By the way, the Palestinian leadership is no better. Abbas blamed the Israelis for his lack of climate action. Yet it is mainly his own pen that refuses to sign solar licenses, rezoning requests and internationally bankable power purchase agreements with Palestinian solar entrepreneurs — condemning his people to ever-lasting dependence on dirty power from Israel.
Curses.
And what of ISIS? I was probably the only schmuck at the conference this week lugging around my Israeli gas mask in my backpack, having heard the warnings of the French leadership that chemical and biological attacks may be possible. Don’t judge me; I have a wife and five kids, and, as an Israeli, own a gas mask. ISIS is the best-financed terror group in history because it sells oil. Iran is the best-financed terror state because it sells oil. Saudi Arabia is the biggest exporter of fundamentalist Wahhabi Islam because it sells oil. Oil is greasing the wheels of terror and somehow we grieve as if we are innocent.

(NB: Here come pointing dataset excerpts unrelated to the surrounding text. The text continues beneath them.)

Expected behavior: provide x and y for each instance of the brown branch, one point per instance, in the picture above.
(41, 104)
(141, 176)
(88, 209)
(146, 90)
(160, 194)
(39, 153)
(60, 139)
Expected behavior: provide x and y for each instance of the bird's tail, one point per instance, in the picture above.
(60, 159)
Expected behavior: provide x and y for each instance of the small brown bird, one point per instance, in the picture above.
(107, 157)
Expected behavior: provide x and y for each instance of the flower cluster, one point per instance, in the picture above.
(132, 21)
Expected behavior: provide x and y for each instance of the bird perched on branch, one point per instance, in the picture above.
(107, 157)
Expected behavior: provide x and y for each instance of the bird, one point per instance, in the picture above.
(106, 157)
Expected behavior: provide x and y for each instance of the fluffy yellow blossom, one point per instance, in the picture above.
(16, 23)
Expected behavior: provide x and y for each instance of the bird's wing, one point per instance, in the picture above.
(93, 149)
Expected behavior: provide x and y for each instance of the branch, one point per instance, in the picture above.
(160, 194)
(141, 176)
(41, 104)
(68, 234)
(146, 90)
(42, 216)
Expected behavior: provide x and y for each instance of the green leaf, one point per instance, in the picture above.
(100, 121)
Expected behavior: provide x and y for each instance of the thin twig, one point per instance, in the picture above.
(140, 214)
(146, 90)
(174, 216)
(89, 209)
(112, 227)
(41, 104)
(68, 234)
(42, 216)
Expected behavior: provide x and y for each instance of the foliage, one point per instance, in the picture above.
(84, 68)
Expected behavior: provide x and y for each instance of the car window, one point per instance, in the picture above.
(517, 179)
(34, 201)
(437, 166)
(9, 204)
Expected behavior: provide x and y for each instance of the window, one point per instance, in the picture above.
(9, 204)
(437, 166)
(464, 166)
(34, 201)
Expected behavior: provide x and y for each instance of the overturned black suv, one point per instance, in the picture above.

Then there’s the Israeli prime minister, the one whose visionary fuel-alternative initiative promises a world without oil. Yet his government grants licenses for oil drilling in the Golan, killed the national network to charge electric cars and can’t even admit to an international climate audience that Israel is failing at home.
Curses.
As part of the Israeli delegation, this is what I’m supposed to say: Israeli innovation and technology can save the world, and please forgive our low targets on renewables because we live in a tough neighborhood.
As a Jew, however, I must curse and provide hope. And here it is: Despite the Israeli government, the Arava region — stretching from Eilat to the Dead Sea — is now powered 60 percent from the sun during the day and will achieve 100 percent daytime power by 2020. This is the model for Israel: daytime sun and nighttime natural gas. And this could be the model for the Palestinians, for our Arab neighbors, for Africa, for the world over, and could drive development and really fight climate change.
I only wish the prime minister said this and not me.
Yosef I. Abramowitz serves as CEO of Energiya Global Capital, a Jerusalem-based solar and social development enterprise.